Friday was the big event. It was the culmination of all the Peer Mentors' effort in the form of our last session on how the HI virus is transmitted, a celebration of sorts, and a testing drive. I was a little skeptical at first, but it turned out to be a giant success.
I invited my APCD, who is more or less my Peace Corps boss, to come to the event. I also invited some other volunteers to the event to come and help. Four PCVs came over the course of the campaign, Mike and A.J. came beforehand to help with the kids' training, and Katherine and Adam came to help with the event.
The event wasn't quite as important as all the sessions the kids had been going into the classrooms and giving. I wanted Lydia to see a session. And she saw one, she did!
We needed to combine two classes, which we've had to do all this week on account of scheduling problems. ("Oh, by the way, Lerato, the learners are going to be writing examinations this week." WHAT?????? AGH!!!!!!) So we had a classroom packed with students, and we had teachers (who were generally very flexible and considerate of our sessions) that would come in and pass out papers or make kids come up and get them during the middle of the kids' presentation. People were coming in and out of the classroom the entire time. It was CHAOS.
AND THERE WAS A DOG OUTSIDE THE CLASSROOM (more on this later).
Regardless, the Peer Mentors handled it with grace and class. Much better than I did. According to Adam's account I was pretty obviously fuming at least one point during the session. All I can say is that it was a good thing that the kids were in charge and not me!
So Lydia got to witness this typical chaos and she seemed to think it went fabulously. Well ... it did, to be honest. Through all the ridiculous amount of distraction and absurdity, it was obvious that the class was getting the information.
I feel confident that the majority of the students at Onkabetse Thuto High School now clearly understand how HIV is transmitted.
And more importanly, they know how to protect themselves.
After we concluded the sessions it was time for the event.
We were originally supposed to start after school until the day before someone said to me, "but if you start after school, everyone will be gone! We've got to start after short break."
Okay, so I got permission to start around 10 to 11, after the kids had finished cleaning their classrooms.
10 rolls around, still cleaning. 11 rolls around ... most kids are standing around and not doing anything. Why can't we start? Oh, there's one classroom that refuses to clean their room.
At this point ... I'm stressing out. We've spent a lot of money and done a lot of work, and I have no idea if we'll even get this thing off the ground.
12 o'clock, the principal gives us permission to start.
The music turns on, and all is right and well in the world.
Erin, who I love so dearly, and who has helped so tremendously, started the day off by announcing that she was going to test for HIV. Soon after, many students followed her, and there was a LONG LINE of kids waiting to get tested for HIV.

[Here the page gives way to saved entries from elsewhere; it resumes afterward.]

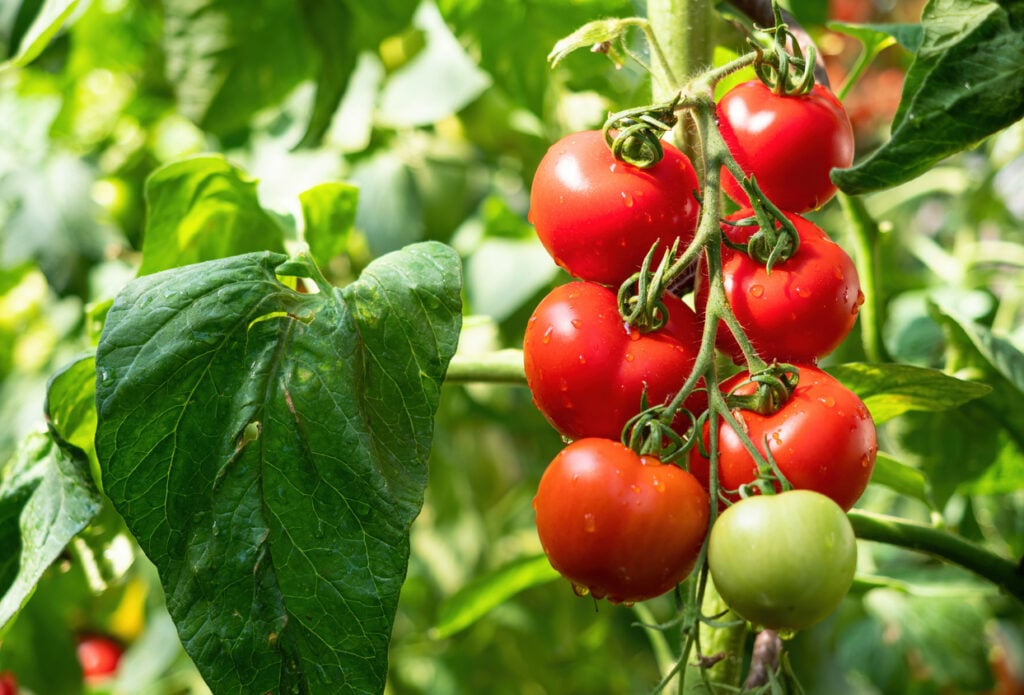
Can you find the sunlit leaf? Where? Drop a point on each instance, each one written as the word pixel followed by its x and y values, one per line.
pixel 966 83
pixel 53 14
pixel 489 591
pixel 200 209
pixel 890 390
pixel 46 498
pixel 267 448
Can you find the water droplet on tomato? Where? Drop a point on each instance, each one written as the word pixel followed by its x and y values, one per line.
pixel 589 522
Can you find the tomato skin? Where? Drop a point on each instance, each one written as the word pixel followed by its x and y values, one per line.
pixel 99 656
pixel 787 143
pixel 623 526
pixel 587 373
pixel 800 311
pixel 782 561
pixel 8 684
pixel 822 439
pixel 598 217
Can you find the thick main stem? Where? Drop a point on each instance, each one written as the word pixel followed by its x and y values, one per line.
pixel 683 30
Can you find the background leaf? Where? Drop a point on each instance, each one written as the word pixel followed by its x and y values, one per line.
pixel 890 390
pixel 46 498
pixel 201 209
pixel 268 450
pixel 967 82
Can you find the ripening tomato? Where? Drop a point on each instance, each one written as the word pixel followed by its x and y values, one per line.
pixel 99 656
pixel 619 525
pixel 800 311
pixel 782 561
pixel 598 217
pixel 588 371
pixel 787 143
pixel 822 439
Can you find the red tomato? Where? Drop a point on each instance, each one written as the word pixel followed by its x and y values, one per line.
pixel 598 217
pixel 822 439
pixel 800 311
pixel 588 372
pixel 98 655
pixel 787 143
pixel 616 524
pixel 8 684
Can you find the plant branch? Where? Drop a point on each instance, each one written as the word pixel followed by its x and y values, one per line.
pixel 1006 573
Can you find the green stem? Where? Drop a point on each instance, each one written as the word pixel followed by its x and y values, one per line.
pixel 1006 573
pixel 865 233
pixel 503 366
pixel 681 30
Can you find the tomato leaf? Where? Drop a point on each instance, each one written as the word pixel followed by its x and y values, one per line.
pixel 329 214
pixel 965 84
pixel 52 15
pixel 890 390
pixel 340 31
pixel 267 448
pixel 486 592
pixel 200 209
pixel 46 497
pixel 901 478
pixel 979 446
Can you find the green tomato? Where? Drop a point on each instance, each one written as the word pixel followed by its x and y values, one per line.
pixel 782 561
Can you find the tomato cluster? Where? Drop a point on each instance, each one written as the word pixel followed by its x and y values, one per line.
pixel 625 522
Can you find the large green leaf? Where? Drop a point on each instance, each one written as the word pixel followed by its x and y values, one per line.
pixel 979 446
pixel 966 83
pixel 46 497
pixel 890 390
pixel 268 450
pixel 200 209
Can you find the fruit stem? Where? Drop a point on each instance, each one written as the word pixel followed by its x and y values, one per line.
pixel 865 234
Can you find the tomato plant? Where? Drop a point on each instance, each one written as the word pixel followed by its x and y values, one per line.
pixel 619 525
pixel 790 143
pixel 782 561
pixel 589 373
pixel 822 439
pixel 598 216
pixel 799 310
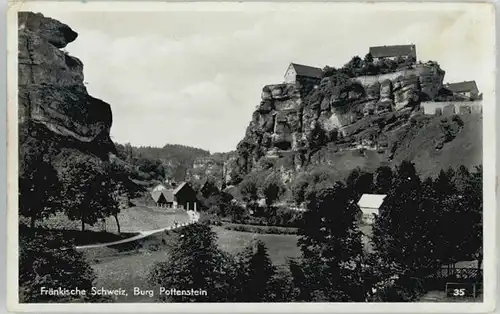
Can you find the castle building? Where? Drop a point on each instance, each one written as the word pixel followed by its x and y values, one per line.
pixel 467 89
pixel 393 52
pixel 298 72
pixel 369 205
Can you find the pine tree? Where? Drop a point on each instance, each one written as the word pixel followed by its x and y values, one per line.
pixel 83 178
pixel 405 232
pixel 47 260
pixel 195 262
pixel 39 186
pixel 255 274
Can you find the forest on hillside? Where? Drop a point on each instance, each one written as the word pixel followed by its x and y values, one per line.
pixel 171 161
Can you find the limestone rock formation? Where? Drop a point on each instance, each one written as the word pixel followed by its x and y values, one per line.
pixel 51 87
pixel 295 123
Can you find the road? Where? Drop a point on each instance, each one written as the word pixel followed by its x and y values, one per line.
pixel 193 217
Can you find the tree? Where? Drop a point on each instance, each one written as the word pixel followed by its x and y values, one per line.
pixel 249 189
pixel 331 247
pixel 83 178
pixel 255 274
pixel 209 188
pixel 47 260
pixel 114 196
pixel 39 186
pixel 195 262
pixel 383 180
pixel 368 58
pixel 407 230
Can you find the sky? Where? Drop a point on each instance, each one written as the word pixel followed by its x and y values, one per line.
pixel 195 77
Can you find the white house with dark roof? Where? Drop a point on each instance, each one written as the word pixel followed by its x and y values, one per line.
pixel 297 72
pixel 393 52
pixel 178 196
pixel 369 205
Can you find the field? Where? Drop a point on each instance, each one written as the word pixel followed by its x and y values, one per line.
pixel 129 269
pixel 280 247
pixel 133 219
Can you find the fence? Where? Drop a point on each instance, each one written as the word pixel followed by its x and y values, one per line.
pixel 451 107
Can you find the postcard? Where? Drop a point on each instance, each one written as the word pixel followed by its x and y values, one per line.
pixel 251 157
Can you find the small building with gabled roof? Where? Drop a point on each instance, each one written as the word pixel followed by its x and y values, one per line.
pixel 393 52
pixel 466 88
pixel 369 205
pixel 178 196
pixel 297 72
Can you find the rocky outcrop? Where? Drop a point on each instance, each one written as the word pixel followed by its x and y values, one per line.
pixel 295 123
pixel 51 87
pixel 216 167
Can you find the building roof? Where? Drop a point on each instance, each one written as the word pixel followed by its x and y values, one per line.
pixel 393 51
pixel 371 200
pixel 305 70
pixel 178 188
pixel 460 87
pixel 159 187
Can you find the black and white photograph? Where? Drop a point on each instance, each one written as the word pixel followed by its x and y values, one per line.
pixel 252 155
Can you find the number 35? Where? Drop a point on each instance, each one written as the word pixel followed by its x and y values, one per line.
pixel 458 292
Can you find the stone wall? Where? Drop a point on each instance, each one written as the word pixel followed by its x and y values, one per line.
pixel 451 107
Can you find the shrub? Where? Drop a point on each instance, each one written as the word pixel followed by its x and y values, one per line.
pixel 262 230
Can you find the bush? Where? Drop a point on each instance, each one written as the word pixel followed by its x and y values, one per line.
pixel 47 260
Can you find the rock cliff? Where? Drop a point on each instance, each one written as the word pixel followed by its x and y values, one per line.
pixel 291 128
pixel 52 93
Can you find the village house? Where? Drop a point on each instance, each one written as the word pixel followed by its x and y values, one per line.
pixel 466 89
pixel 369 205
pixel 393 52
pixel 177 196
pixel 299 73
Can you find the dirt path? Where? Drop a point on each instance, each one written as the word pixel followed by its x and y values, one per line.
pixel 193 217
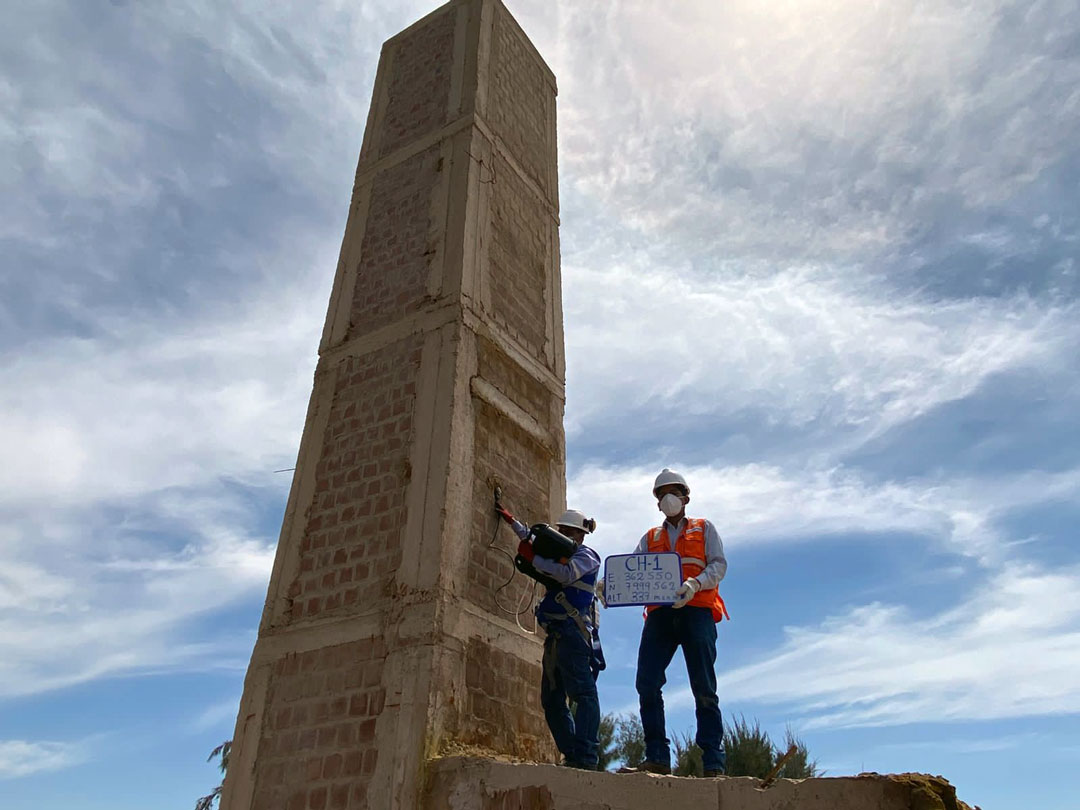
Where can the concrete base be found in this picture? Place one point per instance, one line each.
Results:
(475, 783)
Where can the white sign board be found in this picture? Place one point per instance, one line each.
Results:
(642, 579)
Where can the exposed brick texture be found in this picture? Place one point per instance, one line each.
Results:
(521, 98)
(316, 733)
(518, 256)
(318, 744)
(352, 543)
(507, 454)
(395, 255)
(419, 85)
(503, 703)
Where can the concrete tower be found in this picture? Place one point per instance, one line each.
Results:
(441, 375)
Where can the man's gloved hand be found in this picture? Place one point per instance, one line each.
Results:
(525, 549)
(686, 592)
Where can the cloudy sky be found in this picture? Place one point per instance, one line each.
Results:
(821, 255)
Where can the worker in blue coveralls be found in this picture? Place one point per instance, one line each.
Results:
(572, 657)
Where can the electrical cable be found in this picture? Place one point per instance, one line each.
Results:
(513, 572)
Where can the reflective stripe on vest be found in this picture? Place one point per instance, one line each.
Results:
(690, 547)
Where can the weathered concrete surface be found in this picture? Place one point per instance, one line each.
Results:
(475, 783)
(441, 374)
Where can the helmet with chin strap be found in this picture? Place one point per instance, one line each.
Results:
(575, 520)
(666, 477)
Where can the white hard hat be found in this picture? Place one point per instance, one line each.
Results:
(669, 476)
(576, 520)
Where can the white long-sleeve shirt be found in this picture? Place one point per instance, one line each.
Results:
(716, 564)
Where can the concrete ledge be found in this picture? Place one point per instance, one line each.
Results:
(476, 783)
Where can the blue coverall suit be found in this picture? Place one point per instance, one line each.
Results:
(571, 653)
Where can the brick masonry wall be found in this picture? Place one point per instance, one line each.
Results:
(518, 258)
(395, 254)
(318, 745)
(507, 454)
(521, 99)
(351, 545)
(502, 710)
(418, 93)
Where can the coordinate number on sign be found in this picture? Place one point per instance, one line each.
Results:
(642, 579)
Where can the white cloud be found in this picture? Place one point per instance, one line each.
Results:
(125, 595)
(1009, 650)
(23, 757)
(797, 129)
(806, 348)
(758, 503)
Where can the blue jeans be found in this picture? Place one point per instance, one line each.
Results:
(692, 629)
(567, 674)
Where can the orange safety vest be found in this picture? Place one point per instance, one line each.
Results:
(690, 547)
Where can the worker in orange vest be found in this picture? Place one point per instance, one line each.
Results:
(690, 623)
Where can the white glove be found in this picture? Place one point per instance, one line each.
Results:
(686, 592)
(599, 592)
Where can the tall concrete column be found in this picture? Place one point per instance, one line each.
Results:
(441, 374)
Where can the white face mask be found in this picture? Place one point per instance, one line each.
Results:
(671, 504)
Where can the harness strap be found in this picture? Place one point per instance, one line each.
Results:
(572, 612)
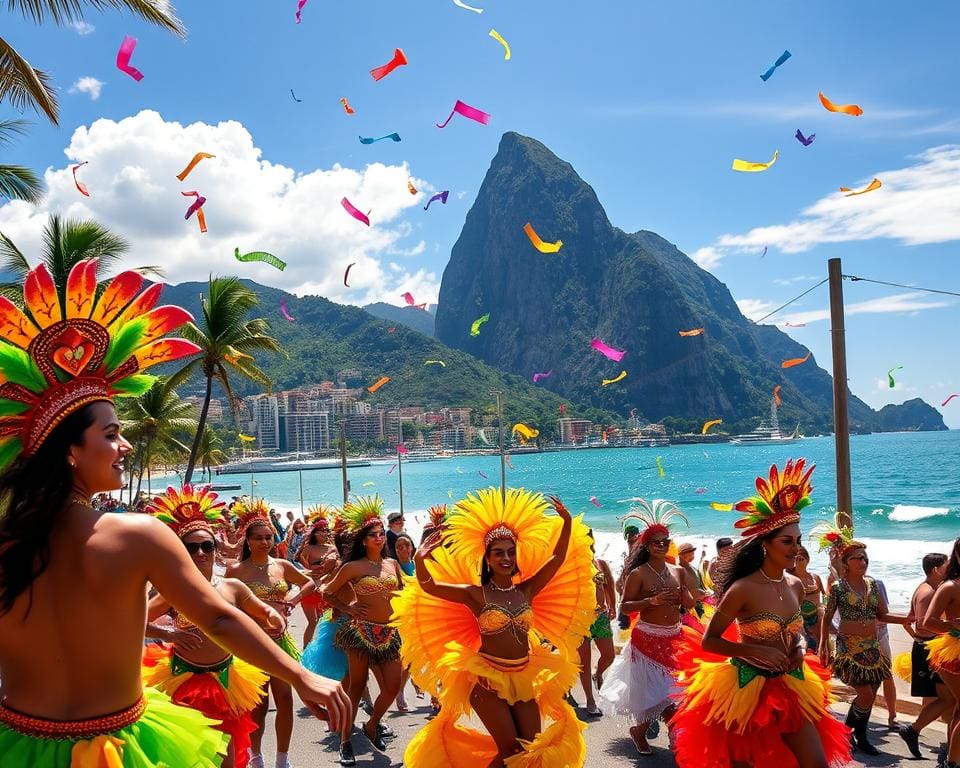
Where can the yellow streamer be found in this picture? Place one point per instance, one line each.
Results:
(747, 167)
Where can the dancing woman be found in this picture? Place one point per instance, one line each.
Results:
(759, 701)
(367, 638)
(281, 585)
(535, 580)
(73, 579)
(194, 671)
(860, 661)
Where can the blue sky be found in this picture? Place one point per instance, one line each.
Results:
(649, 102)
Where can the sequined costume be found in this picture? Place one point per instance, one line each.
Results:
(442, 640)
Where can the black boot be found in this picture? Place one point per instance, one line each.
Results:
(861, 718)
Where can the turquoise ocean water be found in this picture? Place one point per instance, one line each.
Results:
(906, 490)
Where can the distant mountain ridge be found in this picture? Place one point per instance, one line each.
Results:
(634, 291)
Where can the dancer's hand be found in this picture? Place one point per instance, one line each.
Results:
(327, 700)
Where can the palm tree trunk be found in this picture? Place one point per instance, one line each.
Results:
(201, 424)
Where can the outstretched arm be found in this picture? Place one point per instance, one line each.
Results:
(549, 569)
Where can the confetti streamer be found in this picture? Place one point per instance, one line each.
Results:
(506, 46)
(123, 58)
(607, 382)
(708, 424)
(398, 60)
(81, 187)
(745, 166)
(795, 361)
(848, 109)
(392, 136)
(441, 196)
(266, 258)
(475, 325)
(193, 164)
(890, 381)
(525, 432)
(538, 243)
(875, 184)
(355, 212)
(467, 111)
(614, 354)
(783, 57)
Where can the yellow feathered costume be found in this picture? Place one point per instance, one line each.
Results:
(449, 669)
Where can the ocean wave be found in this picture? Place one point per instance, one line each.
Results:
(905, 513)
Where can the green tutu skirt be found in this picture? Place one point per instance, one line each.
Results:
(165, 736)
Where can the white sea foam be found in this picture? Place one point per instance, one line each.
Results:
(905, 513)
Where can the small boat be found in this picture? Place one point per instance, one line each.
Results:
(768, 432)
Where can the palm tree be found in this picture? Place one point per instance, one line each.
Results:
(23, 86)
(17, 182)
(226, 340)
(64, 244)
(155, 422)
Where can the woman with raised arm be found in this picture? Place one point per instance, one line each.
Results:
(192, 670)
(281, 585)
(72, 579)
(494, 579)
(367, 638)
(759, 700)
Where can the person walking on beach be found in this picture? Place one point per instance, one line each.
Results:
(640, 683)
(924, 682)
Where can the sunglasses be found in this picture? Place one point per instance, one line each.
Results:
(200, 546)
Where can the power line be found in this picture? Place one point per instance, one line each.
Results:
(854, 278)
(784, 306)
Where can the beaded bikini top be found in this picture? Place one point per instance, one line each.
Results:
(770, 626)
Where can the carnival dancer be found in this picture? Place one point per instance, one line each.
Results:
(640, 683)
(514, 590)
(198, 673)
(280, 584)
(367, 638)
(72, 579)
(860, 660)
(759, 701)
(943, 617)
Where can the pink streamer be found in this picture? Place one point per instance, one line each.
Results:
(607, 351)
(353, 211)
(123, 58)
(467, 111)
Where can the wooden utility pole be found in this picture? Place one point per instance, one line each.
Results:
(841, 422)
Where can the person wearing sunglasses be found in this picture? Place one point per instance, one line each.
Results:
(641, 684)
(192, 669)
(860, 660)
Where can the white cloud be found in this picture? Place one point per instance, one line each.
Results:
(917, 205)
(88, 85)
(915, 301)
(252, 204)
(81, 27)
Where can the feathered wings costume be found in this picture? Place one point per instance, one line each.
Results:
(562, 614)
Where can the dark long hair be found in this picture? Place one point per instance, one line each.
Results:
(34, 492)
(953, 570)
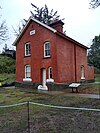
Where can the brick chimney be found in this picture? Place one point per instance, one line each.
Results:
(58, 25)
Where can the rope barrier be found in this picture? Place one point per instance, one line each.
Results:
(63, 107)
(13, 105)
(51, 106)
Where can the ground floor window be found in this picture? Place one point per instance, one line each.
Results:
(50, 72)
(82, 72)
(27, 71)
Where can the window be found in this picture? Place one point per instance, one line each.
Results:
(27, 71)
(47, 49)
(50, 72)
(82, 72)
(27, 49)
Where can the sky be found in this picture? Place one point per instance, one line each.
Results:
(81, 23)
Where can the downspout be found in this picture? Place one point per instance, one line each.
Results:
(75, 62)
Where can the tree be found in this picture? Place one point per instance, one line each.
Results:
(21, 24)
(43, 14)
(94, 52)
(3, 30)
(94, 3)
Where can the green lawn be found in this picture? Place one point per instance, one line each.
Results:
(43, 119)
(7, 77)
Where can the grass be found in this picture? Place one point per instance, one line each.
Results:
(7, 77)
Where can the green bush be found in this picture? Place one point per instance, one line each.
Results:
(96, 70)
(7, 64)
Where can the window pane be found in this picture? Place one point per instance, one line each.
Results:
(27, 71)
(27, 49)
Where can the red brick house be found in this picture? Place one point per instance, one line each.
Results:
(44, 53)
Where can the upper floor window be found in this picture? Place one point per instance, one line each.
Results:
(27, 71)
(50, 72)
(27, 49)
(82, 72)
(47, 49)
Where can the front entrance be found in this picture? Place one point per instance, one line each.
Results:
(43, 76)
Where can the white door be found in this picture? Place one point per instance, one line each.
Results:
(44, 77)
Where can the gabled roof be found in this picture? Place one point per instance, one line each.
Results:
(49, 28)
(27, 24)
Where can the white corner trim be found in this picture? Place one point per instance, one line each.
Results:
(27, 79)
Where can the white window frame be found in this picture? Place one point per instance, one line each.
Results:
(27, 71)
(47, 50)
(82, 72)
(50, 72)
(27, 50)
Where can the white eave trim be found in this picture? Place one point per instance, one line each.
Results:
(44, 25)
(31, 18)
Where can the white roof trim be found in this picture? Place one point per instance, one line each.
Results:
(44, 25)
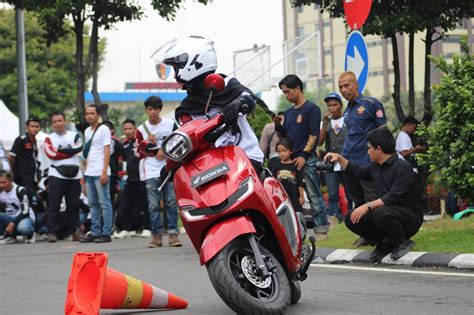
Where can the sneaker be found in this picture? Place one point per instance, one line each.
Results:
(333, 221)
(402, 250)
(8, 240)
(174, 241)
(31, 239)
(52, 238)
(88, 239)
(360, 242)
(76, 236)
(103, 239)
(321, 236)
(146, 233)
(122, 234)
(157, 241)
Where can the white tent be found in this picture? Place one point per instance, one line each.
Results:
(9, 123)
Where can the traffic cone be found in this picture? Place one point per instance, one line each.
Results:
(93, 286)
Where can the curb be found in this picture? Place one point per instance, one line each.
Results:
(413, 259)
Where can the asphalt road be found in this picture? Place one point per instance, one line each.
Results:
(33, 280)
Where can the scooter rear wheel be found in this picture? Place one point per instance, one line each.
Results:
(232, 274)
(295, 292)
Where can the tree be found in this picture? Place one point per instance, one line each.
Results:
(103, 14)
(383, 20)
(314, 96)
(50, 68)
(258, 119)
(451, 136)
(388, 18)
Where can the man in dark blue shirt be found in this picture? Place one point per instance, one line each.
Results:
(301, 126)
(362, 115)
(396, 214)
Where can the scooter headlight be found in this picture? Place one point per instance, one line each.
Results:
(176, 146)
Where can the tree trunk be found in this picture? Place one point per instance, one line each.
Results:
(80, 74)
(95, 62)
(396, 82)
(94, 42)
(411, 74)
(427, 85)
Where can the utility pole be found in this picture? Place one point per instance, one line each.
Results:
(21, 61)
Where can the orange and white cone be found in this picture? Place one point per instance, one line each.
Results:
(92, 286)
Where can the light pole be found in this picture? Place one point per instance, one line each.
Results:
(21, 61)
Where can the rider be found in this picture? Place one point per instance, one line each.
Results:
(193, 58)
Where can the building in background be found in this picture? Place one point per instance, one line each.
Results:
(319, 62)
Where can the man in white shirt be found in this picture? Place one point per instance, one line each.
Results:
(62, 147)
(149, 137)
(97, 177)
(404, 145)
(333, 134)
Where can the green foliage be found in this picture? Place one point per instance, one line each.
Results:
(258, 119)
(50, 70)
(451, 137)
(392, 120)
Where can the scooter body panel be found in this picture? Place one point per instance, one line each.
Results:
(221, 234)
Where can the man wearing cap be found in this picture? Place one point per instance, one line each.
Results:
(362, 115)
(333, 133)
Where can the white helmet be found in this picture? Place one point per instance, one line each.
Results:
(190, 57)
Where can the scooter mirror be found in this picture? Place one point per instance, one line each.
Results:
(214, 83)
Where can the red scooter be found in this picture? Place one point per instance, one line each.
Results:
(241, 223)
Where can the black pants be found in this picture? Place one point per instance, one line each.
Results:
(70, 189)
(359, 191)
(133, 209)
(392, 223)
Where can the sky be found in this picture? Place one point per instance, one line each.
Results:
(231, 24)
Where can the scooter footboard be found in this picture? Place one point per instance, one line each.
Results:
(222, 234)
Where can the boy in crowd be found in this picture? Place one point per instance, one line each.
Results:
(288, 174)
(18, 217)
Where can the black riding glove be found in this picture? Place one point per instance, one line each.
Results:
(231, 112)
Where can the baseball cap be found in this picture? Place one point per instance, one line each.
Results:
(333, 96)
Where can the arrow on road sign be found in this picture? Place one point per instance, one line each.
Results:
(355, 64)
(357, 58)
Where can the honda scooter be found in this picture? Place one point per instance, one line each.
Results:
(241, 223)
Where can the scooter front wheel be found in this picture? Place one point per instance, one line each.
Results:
(233, 275)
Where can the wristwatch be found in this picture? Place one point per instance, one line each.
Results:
(369, 205)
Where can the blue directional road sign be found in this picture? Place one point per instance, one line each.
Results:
(357, 58)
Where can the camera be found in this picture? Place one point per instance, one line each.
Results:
(325, 166)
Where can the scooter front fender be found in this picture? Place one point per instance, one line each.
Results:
(222, 234)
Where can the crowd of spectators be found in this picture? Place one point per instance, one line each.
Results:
(96, 187)
(99, 187)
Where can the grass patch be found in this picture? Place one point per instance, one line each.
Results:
(440, 236)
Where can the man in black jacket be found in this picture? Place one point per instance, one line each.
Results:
(134, 202)
(389, 221)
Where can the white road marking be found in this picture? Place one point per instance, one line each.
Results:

We kicked off our event with a candlelighting ceremony for those who have passed on because of HIV/AIDS. The wind was strong, so uh, it wasn't so successful. But we tried. We tried.
Then we went on to do a condom demonstration. We had a couple of representatives from LoveLife, which is a fantastic organization (that I hope to work with in the future), who helped to get the energy going by getting some volunteers to come up and show how to put a condom on.
After a couple of volunteers, one who used his TEETH (eek! don't do this), one of my Peer Mentors came up to do it properly. And I must say, he did a damn good job and was very professional.
After the condom demonstration, we had a two poets read their poems, some jika ma jika (a dance competition) and then we did a little HIV Jeopardy.
Just a quick note- remember earlier when I mentioned the dog? Well, you may have noticed it in most of the pictures I've posted. If you didn't notice, you can do a little Where's Waldo'ing.
Anyway, that dog, Dookie, is Erin's dog who followed her to school. Over a half hour walk. He stuck around the whole time. He slept outside the door of the classroom we were teaching in, and even found his way into the office while we were eating lunch. It was completely absurd. He also terrorized some donkeys, so that was cool.
Enough about the dog.
The main point of the event was the testing. Overall, we had 37 high school students who got tested for HIV, and there was a waiting list for at least 23 more kids to get tested. This way exceeded my expectations, and I am beyond pleased with the way things turned out, even if it did almost give me an ulcer.